Víctima sobreexpuesta
El cartel oficial del Festival de Cannes de mayo de este año es un fotograma de Le Mépris (El desprecio), de Jean-Luc Godard. “Todo está ahí. Las escaleras, el mar, el horizonte: la ascensión de un hombre hacia su sueño…”, indicaron los organizadores del festival.
¿Todo está ahí? Tal vez, pero se queda en eso, no va más allá, es justamente un estereotipo, una imagen obvia. A los organizadores ya solo les faltó añadir el tópico de tópicos: una imagen vale más que mil palabras. Esa creencia en la autosuficiencia de las imágenes tiene un lado estúpido, porque cuando hablan por sí solas caen precisamente en el estereotipo más obvio. Las imágenes son una birria, que diría un parafraseador de Eduardo Mendoza. Y lo son porque, entre otras cosas, en la industria mediática existe una activa censura de las imágenes.
Tomemos el ejemplo más reciente, los atentados de Bruselas. No sé ya cuántas veces hemos oído que el icono de los sucesos belgas es Nidhi Chaphekar, la azafata india de la aerolínea Jet Airways que hemos visto mil veces sentada en un banco del aeropuerto de Zaventem, ensangrentada y con el traje de trabajo rasgado. Pero cabe preguntarse para qué queremos ese icono. ¿Para difundir mil veces nuestro terror mudo, que es justo lo que esperan los asesinos? El problema principal de ese icono estriba en creernos que dice más que mil palabras cuando en realidad, a estas alturas del horror, hemos contemplado tantas veces a la azafata que ya no vemos nada. Aunque solo fuera por la sobreexposición a la que la han sometido, esa instantánea de la azafata india no hace más que recordarnos que una imagen exige “ser vista”, no sólo contemplada una y otra vez. Su eficacia a nivel político es cero. Menudo icono. Me recuerda lo que viene diciendo Georges Didi-Huberman hace tiempo: “Hay una sobreexposición de imágenes que nos impiden ver, y que además oculta la sobreexposición de la censura”.
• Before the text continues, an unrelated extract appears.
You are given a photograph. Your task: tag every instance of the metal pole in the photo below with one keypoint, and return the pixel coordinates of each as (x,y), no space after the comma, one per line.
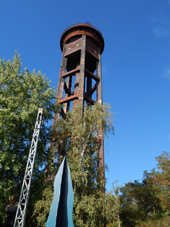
(26,185)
Mucho ruido (de imágenes que hablan por sí solas) y pocas nueces. En la imagen de la azafata de Zaventem vemos una mujer herida y, tras compadecernos de ella, no encontramos nada que añadir: es terrorismo, desgracia, víctima. Esa es justamente la definición de estereotipo: una imagen obvia. Didi-Huberman propone que dejemos de mirar a través de esas instantáneas obvias y lo hagamos desde más lejos, estudiemos la historia, tratemos de encontrar un orden crítico con respecto a aquello que vemos. Del mismo modo que en el mundo de las palabras se intenta siempre devolver a éstas su sentido, en el de las imágenes debería ocurrir lo mismo con mayor frecuencia, porque también son un espacio de lucha. Ahí Didi-Huberman coincide con Godard: hay que usar las imágenes como arma, con un sentido político.
Al otro lado, en la estela de Guy Debord, encontramos a los estancados, los que repiten el cliché de que las imágenes son un reflejo de la sociedad del espectáculo. Pero como todo esto ya se dijo en su momento, hace cinco décadas, cada año que pasa la idea suena más gastada y superflua, como si tuviera rasgado ya su traje de trabajo.